Tax fraud vs. innocent mistakes
You made a mistake on your taxes, and that is bad enough, but when you're accused of tax fraud, that can alter your life unexpectedly. The Internal Revenue Service tries to determine a difference between fraud and negligence to prevent false accusations from moving forward. However, making mistakes on tax forms may be normal, but intentionally filing incorrectly can lead to serious penalties and even time in prison.
What is income tax fraud?
Income tax fraud is when a person willfully tries to evade paying taxes or attempts to defraud the IRS in another manner. The person may skip filing an income tax return, fail to pay taxes that are due, make false claims, file a false return or intentionally fail to report all income that has been received.

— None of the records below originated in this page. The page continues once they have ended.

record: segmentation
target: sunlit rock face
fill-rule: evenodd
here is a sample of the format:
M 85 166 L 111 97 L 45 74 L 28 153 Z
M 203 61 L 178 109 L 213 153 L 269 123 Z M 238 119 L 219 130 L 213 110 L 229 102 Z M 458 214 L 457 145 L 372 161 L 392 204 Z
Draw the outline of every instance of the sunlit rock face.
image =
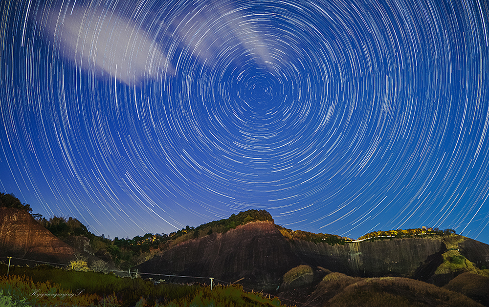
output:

The tax code is complicated, and the IRS does recognize that careless errors can occur. In most cases, the IRS does assume that problems with tax forms are honest mistakes. The IRS can still fine you up to 20 percent of the underpayment you made, though, which is still a heavy burden for some individuals.
What kinds of actions does the IRS look for?
Some things that may signal the IRS include falsifying documents, keeping two sets of financial ledgers, using a false Social Security number or underreporting income. Overstating deductions and exemptions can also be a suspicious act and could lead to a charge for fraud. If you're told you'll be having an audit because of one of these reasons or are part of an investigation, your attorney can help you defend yourself.